COUR D’APPEL D’AIX-EN-PROVENCE
Chambre 1-9
ARRÊT AU FOND
DU 22 JUIN 2023
N° 2023/466
Rôle N° RG 22/10148 N° Portalis DBVB-V-B7G-BJX4K
[O] [Y]
[C] [T] [P]
C/
S.A. CREDIT IMMOBILIER DE FRANCE DEVELOPPEMENT
Copie exécutoire délivrée
le :
à :
Me Gilles MATHIEU
Me Jean-Christophe STRATIGEAS
Décision déférée à la Cour :
Jugement du Juge de l’exécution de Marseille en date du 28 Juin 2022 enregistré au répertoire général sous le n° 22/01461.
APPELANTS
Monsieur [O] [Y]
né le [Date naissance 1] 1974 à [Localité 7] (54)
de nationalité Française,
demeurant [Adresse 2]
Madame [C] [T] [P]
née le [Date naissance 3] 1979 à [Localité 6] (Portugal)
de nationalité Française,
demeurant [Adresse 2]
Tous deux représentés et assistés par Me Gilles MATHIEU de la SELARL MATHIEU DABOT & ASSOCIÉS, avocat au barreau d’AIX-EN-PROVENCE, substitué par Me Karine DABOT RAMBOURG de la SELARL MATHIEU DABOT & ASSOCIÉS, avocat au barreau d’AIX-EN-PROVENCE
INTIMÉE
S.A. CRÉDIT IMMOBILIER DE FRANCE DEVELOPPEMENT
immatriculée au RCS de PARIS sous le n° B 379 502 644
agissant poursuites et diligences de ses représentants légaux, domiciliés en cette qualité au siège [Adresse 4]
venant aux droits de la S.A. CREDIT IMMOBILIER DE FRANCE MÉDITERRANÉE (anciennement dénommée CIF SUD), société anonyme à Conseil d’Administration, immatriculée au RCS de MARSEILLE sous le n° B 391 654 399 ayant son siège social [Adresse 5], en vertu de la fusion par voie de l’absorption à effet du 1er décembre 2015 attestée suivant déclaration de régularité et de conformité du 1er décembre 2015 enregistrée au SIE de [Localité 9] EUROPE-ROME) le 02 décembre 2015 bordereau n° 2015/4 013 case n° 51, étant précisé que la S.A. CRÉDIT IMMOBILIER DE FRANCE MÉDITERRANÉE (anciennement dénommée CIF SUD), venait elle-même aux droits du CRÉDIT IMMOBILIER DE FRANCE MÉDITERRANÉE, Société Anonyme, inscrite au RCS de MARSEILLE sous le N° B391 799 764, par suite de la fusion absorption approuvée suivant procès-verbal d’Assemblée Générale extraordinaire du 15 décembre 2009
représentée et assistée par Me Jean-Christophe STRATIGEAS de la SELARL CADJI & ASSOCIES, avocat au barreau d’AIX-EN-PROVENCE
*-*-*-*-*
COMPOSITION DE LA COUR :
L’affaire a été débattue le 03 Mai 2023 en audience publique.
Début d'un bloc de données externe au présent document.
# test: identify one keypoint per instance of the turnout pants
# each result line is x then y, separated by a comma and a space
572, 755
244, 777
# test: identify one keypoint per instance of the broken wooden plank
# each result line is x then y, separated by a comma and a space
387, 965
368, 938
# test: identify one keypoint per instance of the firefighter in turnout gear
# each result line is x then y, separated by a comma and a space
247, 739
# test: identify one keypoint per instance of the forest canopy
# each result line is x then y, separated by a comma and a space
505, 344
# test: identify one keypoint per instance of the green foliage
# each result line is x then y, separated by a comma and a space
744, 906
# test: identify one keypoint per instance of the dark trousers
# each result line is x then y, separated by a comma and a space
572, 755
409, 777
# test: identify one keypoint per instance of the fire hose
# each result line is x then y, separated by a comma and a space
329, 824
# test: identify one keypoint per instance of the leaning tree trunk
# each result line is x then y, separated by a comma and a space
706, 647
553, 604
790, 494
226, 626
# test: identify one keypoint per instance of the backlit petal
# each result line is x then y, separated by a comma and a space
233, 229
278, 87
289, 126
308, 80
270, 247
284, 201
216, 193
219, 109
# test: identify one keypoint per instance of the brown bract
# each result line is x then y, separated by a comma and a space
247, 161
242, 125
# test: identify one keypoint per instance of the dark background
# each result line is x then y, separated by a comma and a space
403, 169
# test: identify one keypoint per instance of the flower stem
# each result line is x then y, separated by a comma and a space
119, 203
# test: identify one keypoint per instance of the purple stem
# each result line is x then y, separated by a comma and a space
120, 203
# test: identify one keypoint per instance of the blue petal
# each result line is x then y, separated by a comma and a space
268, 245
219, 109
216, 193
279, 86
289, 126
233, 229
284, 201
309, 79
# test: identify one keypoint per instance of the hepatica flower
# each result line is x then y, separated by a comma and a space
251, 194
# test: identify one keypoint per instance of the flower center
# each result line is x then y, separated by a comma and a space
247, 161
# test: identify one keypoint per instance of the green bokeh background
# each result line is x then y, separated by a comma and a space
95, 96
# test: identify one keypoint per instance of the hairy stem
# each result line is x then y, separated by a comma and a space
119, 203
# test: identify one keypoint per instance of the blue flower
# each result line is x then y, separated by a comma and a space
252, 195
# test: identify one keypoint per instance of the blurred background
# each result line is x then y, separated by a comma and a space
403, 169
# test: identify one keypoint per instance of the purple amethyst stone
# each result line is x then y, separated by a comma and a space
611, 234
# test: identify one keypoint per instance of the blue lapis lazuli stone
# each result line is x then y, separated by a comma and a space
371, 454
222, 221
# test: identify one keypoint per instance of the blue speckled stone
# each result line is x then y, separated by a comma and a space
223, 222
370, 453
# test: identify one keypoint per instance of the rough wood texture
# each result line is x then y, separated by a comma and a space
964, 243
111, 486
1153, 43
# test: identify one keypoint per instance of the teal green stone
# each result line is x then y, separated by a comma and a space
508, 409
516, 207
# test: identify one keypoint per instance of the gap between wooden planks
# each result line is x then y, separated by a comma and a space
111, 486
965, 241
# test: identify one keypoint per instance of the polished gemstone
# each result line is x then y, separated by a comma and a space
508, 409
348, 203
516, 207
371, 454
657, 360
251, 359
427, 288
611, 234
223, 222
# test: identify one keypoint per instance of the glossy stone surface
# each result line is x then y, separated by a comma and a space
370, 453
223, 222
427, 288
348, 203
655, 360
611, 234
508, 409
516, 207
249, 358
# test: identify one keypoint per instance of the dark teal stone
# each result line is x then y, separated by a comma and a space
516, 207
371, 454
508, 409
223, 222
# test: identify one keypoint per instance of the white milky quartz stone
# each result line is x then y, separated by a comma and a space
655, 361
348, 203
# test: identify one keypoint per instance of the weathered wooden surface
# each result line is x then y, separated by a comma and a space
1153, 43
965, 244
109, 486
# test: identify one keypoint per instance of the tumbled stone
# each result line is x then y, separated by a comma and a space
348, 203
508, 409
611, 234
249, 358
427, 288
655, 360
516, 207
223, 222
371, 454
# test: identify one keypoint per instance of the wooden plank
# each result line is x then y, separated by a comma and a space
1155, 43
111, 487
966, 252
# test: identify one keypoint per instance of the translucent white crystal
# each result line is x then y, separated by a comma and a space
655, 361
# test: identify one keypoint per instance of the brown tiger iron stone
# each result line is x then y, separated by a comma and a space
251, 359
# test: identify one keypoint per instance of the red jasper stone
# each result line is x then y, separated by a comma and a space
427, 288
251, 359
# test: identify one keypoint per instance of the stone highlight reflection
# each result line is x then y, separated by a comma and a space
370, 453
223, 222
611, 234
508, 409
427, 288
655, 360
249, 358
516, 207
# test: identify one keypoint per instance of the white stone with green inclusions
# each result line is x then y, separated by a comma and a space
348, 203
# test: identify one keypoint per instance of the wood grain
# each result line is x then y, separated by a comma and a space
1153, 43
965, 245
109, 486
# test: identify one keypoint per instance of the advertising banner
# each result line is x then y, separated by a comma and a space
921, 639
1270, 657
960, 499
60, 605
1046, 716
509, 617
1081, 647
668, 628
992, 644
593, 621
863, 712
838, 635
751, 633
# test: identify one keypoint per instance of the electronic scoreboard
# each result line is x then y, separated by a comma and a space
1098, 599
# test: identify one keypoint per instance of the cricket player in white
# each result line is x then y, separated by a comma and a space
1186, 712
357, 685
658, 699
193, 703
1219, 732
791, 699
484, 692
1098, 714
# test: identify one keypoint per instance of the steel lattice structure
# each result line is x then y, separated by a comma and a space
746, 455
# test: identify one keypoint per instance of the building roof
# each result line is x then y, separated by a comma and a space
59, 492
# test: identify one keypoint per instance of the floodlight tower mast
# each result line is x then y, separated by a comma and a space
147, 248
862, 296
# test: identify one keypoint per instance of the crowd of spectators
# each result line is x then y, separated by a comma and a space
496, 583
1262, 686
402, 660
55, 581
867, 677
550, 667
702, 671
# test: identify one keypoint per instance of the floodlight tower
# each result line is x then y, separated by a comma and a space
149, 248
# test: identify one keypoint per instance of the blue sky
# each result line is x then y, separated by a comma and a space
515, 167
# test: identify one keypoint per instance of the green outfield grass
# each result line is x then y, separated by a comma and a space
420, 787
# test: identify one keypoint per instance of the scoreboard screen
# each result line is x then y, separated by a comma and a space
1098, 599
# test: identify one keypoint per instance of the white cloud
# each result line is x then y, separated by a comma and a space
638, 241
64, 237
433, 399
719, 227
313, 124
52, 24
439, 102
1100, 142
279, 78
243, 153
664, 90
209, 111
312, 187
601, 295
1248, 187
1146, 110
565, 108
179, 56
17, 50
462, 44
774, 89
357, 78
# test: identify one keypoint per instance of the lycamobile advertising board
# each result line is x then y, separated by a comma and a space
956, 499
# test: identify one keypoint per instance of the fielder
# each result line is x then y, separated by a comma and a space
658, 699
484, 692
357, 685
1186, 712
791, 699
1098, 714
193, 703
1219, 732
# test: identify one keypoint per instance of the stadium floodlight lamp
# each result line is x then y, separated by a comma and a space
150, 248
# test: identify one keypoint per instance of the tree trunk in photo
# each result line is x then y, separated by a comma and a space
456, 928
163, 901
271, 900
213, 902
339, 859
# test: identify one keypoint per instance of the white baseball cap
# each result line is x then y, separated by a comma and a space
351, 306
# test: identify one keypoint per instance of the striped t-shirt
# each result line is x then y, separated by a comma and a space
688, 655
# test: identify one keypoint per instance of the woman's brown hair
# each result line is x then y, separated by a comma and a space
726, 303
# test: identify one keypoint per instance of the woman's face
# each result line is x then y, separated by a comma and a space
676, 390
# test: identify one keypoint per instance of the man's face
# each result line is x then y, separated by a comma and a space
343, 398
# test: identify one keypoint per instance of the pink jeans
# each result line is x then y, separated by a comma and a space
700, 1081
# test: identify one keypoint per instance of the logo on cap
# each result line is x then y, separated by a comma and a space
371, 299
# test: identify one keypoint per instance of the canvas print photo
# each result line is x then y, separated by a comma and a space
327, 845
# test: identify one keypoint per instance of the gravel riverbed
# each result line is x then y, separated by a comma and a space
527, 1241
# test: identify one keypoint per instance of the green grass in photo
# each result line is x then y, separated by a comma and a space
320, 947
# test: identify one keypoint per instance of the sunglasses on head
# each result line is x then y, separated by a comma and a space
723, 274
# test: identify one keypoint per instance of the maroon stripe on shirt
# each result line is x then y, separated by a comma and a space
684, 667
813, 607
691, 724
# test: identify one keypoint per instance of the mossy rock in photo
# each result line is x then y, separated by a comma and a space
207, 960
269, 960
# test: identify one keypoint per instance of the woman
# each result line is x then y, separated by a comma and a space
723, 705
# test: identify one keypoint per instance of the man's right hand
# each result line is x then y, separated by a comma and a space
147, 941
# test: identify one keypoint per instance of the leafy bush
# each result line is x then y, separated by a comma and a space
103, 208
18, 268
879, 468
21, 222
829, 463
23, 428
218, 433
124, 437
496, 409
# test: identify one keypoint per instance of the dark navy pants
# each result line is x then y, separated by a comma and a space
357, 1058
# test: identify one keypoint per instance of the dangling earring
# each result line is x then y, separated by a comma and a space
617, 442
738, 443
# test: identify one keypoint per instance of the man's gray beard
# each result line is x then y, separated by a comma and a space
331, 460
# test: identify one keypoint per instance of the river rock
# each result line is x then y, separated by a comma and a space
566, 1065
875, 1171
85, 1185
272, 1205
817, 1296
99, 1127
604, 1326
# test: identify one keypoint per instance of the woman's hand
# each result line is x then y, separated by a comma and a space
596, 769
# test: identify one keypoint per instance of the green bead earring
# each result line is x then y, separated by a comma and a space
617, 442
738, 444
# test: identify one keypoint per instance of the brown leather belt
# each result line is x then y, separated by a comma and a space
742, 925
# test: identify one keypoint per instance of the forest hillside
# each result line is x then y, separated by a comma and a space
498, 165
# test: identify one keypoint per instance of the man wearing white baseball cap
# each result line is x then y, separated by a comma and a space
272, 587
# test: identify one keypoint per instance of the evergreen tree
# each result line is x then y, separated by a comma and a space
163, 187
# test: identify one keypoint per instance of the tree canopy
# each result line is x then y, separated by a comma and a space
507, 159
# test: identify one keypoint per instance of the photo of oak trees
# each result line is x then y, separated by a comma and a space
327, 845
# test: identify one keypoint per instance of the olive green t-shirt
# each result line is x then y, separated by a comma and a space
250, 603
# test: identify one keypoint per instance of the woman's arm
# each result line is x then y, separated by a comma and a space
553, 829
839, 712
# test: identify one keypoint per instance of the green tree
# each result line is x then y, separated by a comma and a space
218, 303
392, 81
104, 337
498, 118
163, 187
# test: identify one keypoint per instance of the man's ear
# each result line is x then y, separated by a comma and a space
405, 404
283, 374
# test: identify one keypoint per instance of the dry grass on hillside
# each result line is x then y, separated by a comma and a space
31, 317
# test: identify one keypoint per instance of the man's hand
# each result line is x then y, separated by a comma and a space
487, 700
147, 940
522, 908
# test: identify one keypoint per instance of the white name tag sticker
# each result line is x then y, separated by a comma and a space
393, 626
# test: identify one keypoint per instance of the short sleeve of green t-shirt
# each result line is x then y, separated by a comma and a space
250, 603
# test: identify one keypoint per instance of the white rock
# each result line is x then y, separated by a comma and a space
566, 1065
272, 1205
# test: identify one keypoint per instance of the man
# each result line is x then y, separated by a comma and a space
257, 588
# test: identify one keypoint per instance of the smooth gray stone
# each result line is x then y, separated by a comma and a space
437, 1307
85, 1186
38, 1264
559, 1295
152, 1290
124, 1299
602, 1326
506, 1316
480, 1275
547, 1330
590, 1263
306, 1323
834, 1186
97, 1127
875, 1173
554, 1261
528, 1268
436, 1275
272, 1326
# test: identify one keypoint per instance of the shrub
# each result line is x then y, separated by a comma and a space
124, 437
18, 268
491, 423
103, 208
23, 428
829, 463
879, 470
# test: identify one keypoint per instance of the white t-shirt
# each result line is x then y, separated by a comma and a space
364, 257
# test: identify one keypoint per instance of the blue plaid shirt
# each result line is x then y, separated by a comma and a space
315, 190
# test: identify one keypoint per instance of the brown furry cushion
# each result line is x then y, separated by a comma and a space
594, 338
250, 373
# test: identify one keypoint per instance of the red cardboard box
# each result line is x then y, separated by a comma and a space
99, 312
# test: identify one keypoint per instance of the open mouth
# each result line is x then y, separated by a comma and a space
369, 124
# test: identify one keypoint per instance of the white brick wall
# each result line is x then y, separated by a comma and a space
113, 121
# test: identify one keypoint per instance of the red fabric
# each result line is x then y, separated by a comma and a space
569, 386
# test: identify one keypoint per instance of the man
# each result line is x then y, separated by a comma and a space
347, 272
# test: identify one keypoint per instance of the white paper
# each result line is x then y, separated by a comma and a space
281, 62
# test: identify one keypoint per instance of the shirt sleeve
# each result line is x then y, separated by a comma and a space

Conformément à l’article 804 du code de procédure civile, Madame Evelyne THOMASSIN, Président, a fait un rapport oral de l’affaire à l’audience avant les plaidoiries.
La Cour était composée de :
Madame Evelyne THOMASSIN, Président
Madame Pascale POCHIC, Conseiller
Monsieur Ambroise CATTEAU, Conseiller
qui en ont délibéré.
Greffier lors des débats : Madame Josiane BOMEA.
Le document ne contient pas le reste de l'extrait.